Q: Could you describe the crisis in scholarly publishing?
A: The main problem is that the prices of journals (both print
and online journals) have risen faster than inflation and
faster than library budgets for three decades. Libraries cope
by canceling subscriptions, or by taking from their book
budgets to enlarge their serials (journal) budgets, or both.
One result is that even researchers at the wealthiest
institutions do not have access to all the journals they need
for their research. Or, from the other end of the author-reader relationship, authors of journal articles cannot reach
all the readers who would benefit from the results of their
research. When research is slowed and obstructed in this way,
so are all the benefits of research, such as new medicines.

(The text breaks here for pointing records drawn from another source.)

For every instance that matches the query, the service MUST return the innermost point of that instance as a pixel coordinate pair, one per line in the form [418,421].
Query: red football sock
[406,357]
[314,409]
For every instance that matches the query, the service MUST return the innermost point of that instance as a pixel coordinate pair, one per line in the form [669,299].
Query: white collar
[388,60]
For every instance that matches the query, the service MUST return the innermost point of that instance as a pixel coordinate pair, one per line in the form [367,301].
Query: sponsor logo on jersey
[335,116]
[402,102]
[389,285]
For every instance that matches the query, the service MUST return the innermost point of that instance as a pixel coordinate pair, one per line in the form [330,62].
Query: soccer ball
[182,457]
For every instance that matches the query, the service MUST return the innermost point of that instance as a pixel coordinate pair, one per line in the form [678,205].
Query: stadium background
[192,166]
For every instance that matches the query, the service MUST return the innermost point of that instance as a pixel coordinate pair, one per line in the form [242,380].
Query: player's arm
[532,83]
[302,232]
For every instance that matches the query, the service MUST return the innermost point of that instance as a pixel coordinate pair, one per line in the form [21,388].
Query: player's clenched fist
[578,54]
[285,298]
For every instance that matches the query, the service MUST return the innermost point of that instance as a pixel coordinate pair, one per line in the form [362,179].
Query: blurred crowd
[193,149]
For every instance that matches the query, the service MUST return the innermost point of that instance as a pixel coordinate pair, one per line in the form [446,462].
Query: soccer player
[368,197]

Another way to put the underlying economic problem is that the
huge savings that can be achieved by publishing to the
internet haven’t yet done anything to bring down the costs of
scholarly journals. One reason is that most journals still
have print editions whose costs are unaffected by the internet
revolution. Another reason is that the online editions of
most journals use expensive software to permit access to
paying subscribers and block access to everyone else. The
internet is only a revolutionary medium of nearly costless
dissemination for those who don’t manage subscription lists
and don’t try to distinguish between authorized and
unauthorized readers.
There are other dimensions to the scholarly publishing
crisis. One is that journal publishers (like software
publishers) are moving beyond copyright law to licensing
contracts give them even more protection. Publishers don’t
let libraries “buy” or “own” copies of electronic journals,
but only “license” them. As a result, libraries aren’t
assured that they have long-term access rights to these
journals, they have diminished rights to lend their copies,
and their patrons have diminished fair-use rights. They are
getting much less and paying much more.
If there were no alternative, that would be one thing. But
there is an alternative to the near monopoly concentration in
the scholarly publishing industry. There is an alternative to
harsh licensing contracts. And above all, the internet gives
us an alternative method of dissemination that widens
distribution and lowers cost at the same time. Even if there
were no crisis, the opportunity afforded by the internet would
be too beautiful to ignore.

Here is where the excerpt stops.